Labour Party leader Phil Goff is wooing the domestic information technology industry, saying it would be a key beneficiary of the party's proposed reforms of government procurement.The objection by National is a typical one given whenever anyone suggests we should try to protect our own. For the last couple of decades we have opened our economy up to overseas investment and overseas trade, but arguably in a way that hasn’t greatly enhanced our own economy. Our policy of removing almost all barriers to trade may well see us as one of the most open economies in the world, but it also means we do nothing to protect our own industries.
Goff has been touring technology companies and said agencies had "drifted" into a situation in which they were discriminating against local providers in managing their $2 billion annual spend on ICT. Labour intended to positively discriminate in their favour, recognising the broader economic benefits.
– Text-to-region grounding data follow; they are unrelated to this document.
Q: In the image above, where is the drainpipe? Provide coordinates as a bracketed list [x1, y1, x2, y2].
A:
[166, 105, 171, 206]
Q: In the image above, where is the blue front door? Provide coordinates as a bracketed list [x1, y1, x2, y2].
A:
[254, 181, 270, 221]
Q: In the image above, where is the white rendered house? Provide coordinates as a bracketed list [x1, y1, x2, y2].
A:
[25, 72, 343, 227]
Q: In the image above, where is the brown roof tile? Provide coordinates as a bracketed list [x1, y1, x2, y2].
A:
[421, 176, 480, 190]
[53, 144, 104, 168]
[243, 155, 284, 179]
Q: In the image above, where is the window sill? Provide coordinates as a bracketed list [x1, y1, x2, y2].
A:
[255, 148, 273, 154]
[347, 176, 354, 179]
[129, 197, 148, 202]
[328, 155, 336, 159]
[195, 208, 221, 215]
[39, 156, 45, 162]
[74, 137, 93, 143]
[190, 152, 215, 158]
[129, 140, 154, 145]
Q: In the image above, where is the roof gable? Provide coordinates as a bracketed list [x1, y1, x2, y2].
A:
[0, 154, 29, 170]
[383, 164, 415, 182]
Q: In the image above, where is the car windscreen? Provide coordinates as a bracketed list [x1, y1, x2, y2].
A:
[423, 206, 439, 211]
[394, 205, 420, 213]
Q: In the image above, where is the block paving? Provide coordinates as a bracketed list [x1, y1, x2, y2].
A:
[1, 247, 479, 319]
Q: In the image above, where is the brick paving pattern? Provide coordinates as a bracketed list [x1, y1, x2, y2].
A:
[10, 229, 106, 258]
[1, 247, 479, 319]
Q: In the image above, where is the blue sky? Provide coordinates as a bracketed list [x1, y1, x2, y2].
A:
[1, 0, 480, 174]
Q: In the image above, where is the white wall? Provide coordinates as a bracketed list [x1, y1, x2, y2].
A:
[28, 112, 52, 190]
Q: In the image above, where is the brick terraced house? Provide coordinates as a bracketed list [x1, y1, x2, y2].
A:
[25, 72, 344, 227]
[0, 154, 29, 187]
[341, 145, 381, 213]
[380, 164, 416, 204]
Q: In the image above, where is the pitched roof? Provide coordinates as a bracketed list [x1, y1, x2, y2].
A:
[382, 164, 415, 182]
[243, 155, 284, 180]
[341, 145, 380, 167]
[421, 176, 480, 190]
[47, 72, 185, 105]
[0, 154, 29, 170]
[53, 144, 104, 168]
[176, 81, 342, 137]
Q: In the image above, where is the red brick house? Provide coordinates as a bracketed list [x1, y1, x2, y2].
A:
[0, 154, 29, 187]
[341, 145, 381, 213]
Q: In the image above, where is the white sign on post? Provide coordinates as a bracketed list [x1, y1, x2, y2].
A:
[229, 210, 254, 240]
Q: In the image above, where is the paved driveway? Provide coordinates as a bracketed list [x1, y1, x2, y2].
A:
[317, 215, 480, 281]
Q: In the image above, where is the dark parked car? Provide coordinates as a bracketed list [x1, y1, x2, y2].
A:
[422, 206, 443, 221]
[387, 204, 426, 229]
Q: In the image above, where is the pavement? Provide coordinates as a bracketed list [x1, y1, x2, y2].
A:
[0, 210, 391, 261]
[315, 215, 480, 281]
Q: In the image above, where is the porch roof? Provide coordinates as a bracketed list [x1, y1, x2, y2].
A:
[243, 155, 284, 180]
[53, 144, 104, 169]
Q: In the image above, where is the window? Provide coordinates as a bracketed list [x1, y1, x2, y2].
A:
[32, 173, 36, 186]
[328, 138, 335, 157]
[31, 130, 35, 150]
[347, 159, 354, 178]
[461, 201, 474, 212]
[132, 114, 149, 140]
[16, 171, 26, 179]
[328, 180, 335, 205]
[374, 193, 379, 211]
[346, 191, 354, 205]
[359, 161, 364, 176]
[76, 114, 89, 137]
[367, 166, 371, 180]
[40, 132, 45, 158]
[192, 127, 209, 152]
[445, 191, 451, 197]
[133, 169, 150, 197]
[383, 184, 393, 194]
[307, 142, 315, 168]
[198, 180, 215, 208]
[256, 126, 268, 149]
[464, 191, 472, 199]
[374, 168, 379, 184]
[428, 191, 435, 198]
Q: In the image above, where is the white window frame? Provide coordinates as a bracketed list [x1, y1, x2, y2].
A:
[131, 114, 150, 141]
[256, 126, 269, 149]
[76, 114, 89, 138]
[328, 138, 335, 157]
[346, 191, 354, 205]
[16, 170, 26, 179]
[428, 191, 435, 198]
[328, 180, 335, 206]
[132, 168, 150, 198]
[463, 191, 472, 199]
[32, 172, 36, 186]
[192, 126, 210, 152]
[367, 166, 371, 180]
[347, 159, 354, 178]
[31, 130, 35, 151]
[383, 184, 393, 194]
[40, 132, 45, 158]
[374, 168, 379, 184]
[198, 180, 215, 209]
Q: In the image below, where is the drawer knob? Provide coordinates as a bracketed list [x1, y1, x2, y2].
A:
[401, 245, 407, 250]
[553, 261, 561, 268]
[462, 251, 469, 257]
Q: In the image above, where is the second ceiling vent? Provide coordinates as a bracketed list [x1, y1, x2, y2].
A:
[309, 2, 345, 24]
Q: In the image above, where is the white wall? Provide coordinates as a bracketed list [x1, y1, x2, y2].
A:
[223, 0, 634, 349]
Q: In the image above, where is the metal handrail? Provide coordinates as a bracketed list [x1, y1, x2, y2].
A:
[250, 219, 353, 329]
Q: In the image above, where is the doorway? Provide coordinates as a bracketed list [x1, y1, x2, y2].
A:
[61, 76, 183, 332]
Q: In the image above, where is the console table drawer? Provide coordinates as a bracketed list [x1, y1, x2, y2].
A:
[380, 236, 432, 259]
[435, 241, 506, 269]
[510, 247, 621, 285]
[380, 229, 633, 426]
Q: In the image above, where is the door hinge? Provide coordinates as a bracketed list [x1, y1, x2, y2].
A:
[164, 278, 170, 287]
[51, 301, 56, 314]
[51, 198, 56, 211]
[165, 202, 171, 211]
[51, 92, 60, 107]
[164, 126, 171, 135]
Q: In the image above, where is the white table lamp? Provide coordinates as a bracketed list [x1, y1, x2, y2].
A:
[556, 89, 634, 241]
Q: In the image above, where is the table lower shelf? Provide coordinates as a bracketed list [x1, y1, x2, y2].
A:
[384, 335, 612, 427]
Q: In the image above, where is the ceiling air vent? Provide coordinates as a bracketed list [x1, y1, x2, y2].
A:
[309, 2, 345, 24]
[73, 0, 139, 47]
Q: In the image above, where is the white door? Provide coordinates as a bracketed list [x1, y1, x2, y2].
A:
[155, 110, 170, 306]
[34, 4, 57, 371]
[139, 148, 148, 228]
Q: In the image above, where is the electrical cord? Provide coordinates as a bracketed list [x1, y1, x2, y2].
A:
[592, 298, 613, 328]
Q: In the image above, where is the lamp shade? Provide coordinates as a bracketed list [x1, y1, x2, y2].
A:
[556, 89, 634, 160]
Economic Development Minister David Carter believed that could breach trade agreements "placing at risk the ability of Kiwi firms to bid for government procurement contracts in valuable offshore markets".
And, generally speaking, a free trade system is good for New Zealand, because it gives us access to markets that we would otherwise struggle to enter.
But our free trade system is not really “free”. Many of the countries we trade with still protect their industries, particularly in the agriculture and primary produce areas. We may have dropped our pants for our trading partners, but they have mostly failed to reciprocate.
So requiring government organisations to factor into their decisions the desirability of buying local sounds like a pretty good idea.